Başlarına ne gelirse gelsin, kavga edip, tartışsalar dahi, birbirlerine olan sevgileri ve saygılarından ödün vermeyen bir çiftin, bir felaketle olan mücadelesini heyecanla izleyeceğinizi düşünüyoruz. Ayrıca, Emir Ali’nin yer yer karısı Sara’ya aşkla “Saracan” diye seslenişi de içinizi ısıtacak.

Keyifli seyirler…

Candide

Melbourne (2014)

Doğrularla mutluluğa ulaşabilmek mümkün iken insan neden yalanlardan koza örer etrafına? Bu yalanların sizi daha zor duruma sokacağını bile bile üstelik. Yalanlar doğrulardan daha mı kolaydır, belki daha eğlenceli, belki de insanoğlu kendine acı çektirmekten hoşlanıyordur.

İyiliği sadece kendimiz için mi dilemeliyiz herkes için mi? İyi olduğunu düşündüğümüz benliğimiz herhangi bir kötülük karşısında ne yapardı? Kendimizi mi aklardık yoksa doğru olanı mı yapardık? Sınanmayan iyilik, iyilik midir? Vicdanımızın sesini dinlemek gerçekten önemli midir yoksa işimize gelmeyen yerlerde vicdan o kadar da önemli değil midir? Çıkarların sesi dünyanın bütün seslerini bastırabilir mi? Gerçekten suçsuz muyuz? Filmi izlerken aklımdan bu düşünceler silsilesi geçti.

Eğitimlerine devam edebilmek için Avusturalya’ya gitmeye çalışan Sara (Nigar Cevahiriyan) ve Emir’in (Peyman Muadi) hikayesi. Kendi halinde duru bir hikaye anlatacak diye düşünürken gerilimi yüksek bir ortama sokuyor izleyenleri. Uçuşlarına saatler kala komşu emaneti bir bebekle işler hiç istemedikleri bir noktaya getiriyor onları.

Birbirimize aslında ne kadar güvenmediğimizi ya da güvenimizin ne kadar kolay kırılabileceğini düşündüm izlerken.

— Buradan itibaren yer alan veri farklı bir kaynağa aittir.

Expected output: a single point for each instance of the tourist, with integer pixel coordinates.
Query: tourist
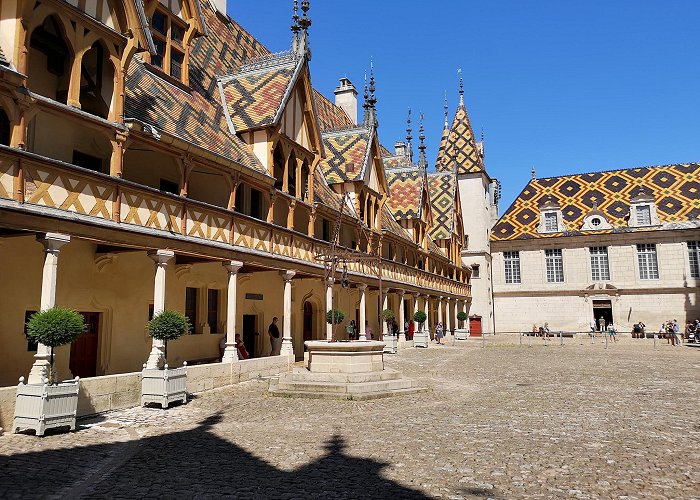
(439, 333)
(274, 333)
(242, 351)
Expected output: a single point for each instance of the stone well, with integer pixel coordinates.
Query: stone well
(343, 370)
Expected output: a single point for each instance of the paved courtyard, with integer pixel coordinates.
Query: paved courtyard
(498, 422)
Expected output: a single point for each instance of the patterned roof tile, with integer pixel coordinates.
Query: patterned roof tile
(675, 188)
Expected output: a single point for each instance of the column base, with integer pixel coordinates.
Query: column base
(230, 354)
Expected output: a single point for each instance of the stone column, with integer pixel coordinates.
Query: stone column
(287, 345)
(329, 306)
(231, 353)
(52, 246)
(402, 330)
(156, 359)
(363, 311)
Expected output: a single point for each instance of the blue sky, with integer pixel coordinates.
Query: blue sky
(565, 86)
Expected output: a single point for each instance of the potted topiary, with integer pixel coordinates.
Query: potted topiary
(421, 338)
(391, 339)
(163, 386)
(335, 317)
(50, 404)
(462, 333)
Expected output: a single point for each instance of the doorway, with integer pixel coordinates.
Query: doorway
(308, 322)
(83, 350)
(250, 334)
(602, 308)
(475, 326)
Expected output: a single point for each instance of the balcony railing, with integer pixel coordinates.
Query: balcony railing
(31, 179)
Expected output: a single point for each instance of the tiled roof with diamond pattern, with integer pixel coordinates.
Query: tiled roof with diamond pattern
(676, 191)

Yanlış şeyler konusunda etrafımızı suçlamanın en akılcı yol olduğu yanlışına sıklıkla düştüğümüzü ve iyiliklerin başıma bela açabileceğini unutmamız gerektiğini de tekrar hatırladım.

Nerdeyse bir odada ve iki karakter arasında geçmesine rağmen diyalogları itibariyle seyir zevki yüksek bir film diyebiliriz fakat ilk yarısında akıcılığı ile öne çıkarken ikinci yarısının aynı etkiyi yakalayamadığını düşünüyorum. İzlerken sürekli karakterle empati yaparken buluyorsunuz kendinizi. Diken üstünde izliyorsunuz yani gerilimi o anlamda etkileyici gelecektir.

İran filmlerinin dünyanın her yerinde ilgiyle takip edildiğini biliyorsunuzdur. 2014 yapımı ‘Melbourne‘ Venedik Film Festivali Eleştirmenler Haftasının açılış filmi olarak kendine yer bulmuş. Aynı zamanda yönetmen Nima Cavidi’nin ilk uzun metrajlı filmi olması sebebiyle de dikkatleri çekmektedir.